Random Token Generation
Random Token Generation refers to the process of selecting the next token in a sequence based on probability distributions derived from a model’s internal state, often influenced by temperature and sampling strategies. In the context of large-language-models (LLMs), this is the final step of inference where the model converts logits into a concrete output.
Core Mechanisms
- Probability Distribution: The model outputs a probability distribution over the entire vocabulary for the next token.
- Sampling Strategies:
- Greedy Decoding: Always selects the token with the highest probability.
- Top-k Sampling: Restricts selection to the top k most likely tokens.

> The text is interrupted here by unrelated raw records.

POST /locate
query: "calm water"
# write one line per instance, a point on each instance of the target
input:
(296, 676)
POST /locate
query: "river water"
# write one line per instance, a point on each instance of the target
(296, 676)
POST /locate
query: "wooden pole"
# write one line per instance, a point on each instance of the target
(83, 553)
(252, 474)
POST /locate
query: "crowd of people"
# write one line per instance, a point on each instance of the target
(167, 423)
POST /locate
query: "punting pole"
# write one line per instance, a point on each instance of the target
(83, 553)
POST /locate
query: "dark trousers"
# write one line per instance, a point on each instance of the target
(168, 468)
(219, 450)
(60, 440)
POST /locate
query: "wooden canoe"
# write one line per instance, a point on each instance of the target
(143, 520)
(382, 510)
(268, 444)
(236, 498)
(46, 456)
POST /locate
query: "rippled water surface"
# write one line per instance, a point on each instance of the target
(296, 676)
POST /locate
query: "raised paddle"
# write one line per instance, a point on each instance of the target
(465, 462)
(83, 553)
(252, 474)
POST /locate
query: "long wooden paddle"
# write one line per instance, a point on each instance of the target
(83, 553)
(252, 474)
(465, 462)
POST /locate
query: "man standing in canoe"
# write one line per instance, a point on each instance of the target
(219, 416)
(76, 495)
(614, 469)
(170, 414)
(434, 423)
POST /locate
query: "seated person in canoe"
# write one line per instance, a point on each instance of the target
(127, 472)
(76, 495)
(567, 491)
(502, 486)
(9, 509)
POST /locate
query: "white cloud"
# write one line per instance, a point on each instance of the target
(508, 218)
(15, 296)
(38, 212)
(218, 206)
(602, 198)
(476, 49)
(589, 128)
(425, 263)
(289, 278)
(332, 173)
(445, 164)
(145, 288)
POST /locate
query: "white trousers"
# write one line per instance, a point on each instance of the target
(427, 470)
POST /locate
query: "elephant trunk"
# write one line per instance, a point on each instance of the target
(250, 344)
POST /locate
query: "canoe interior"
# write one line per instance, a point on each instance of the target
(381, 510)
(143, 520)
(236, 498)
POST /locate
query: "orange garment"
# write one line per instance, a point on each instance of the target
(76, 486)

- Nucleus (Top-p) Sampling: Selects from the smallest set of tokens whose cumulative probability exceeds p.
- Temperature: A hyperparameter that scales the logits before softmax, controlling randomness (higher temperature = more random).
Relationship to Model Architecture
Token generation is the output phase of the Transformer architecture. The quality of the generated token depends heavily on how the model processes previous context through token-embedding and Attention Mechanisms.
- Contextual Understanding: As explained in How GPT Works: Token Embedding and Attention Mechanisms Explained, the model’s ability to generate coherent tokens relies on:
- Token Embedding: Converting discrete tokens into dense vector representations that capture semantic meaning.
- Self-Attention: Weighing the importance of different tokens in the input sequence to determine context for the current prediction.
- Feed-Forward Networks: Processing the attended information to refine the representation before the final linear layer produces logits.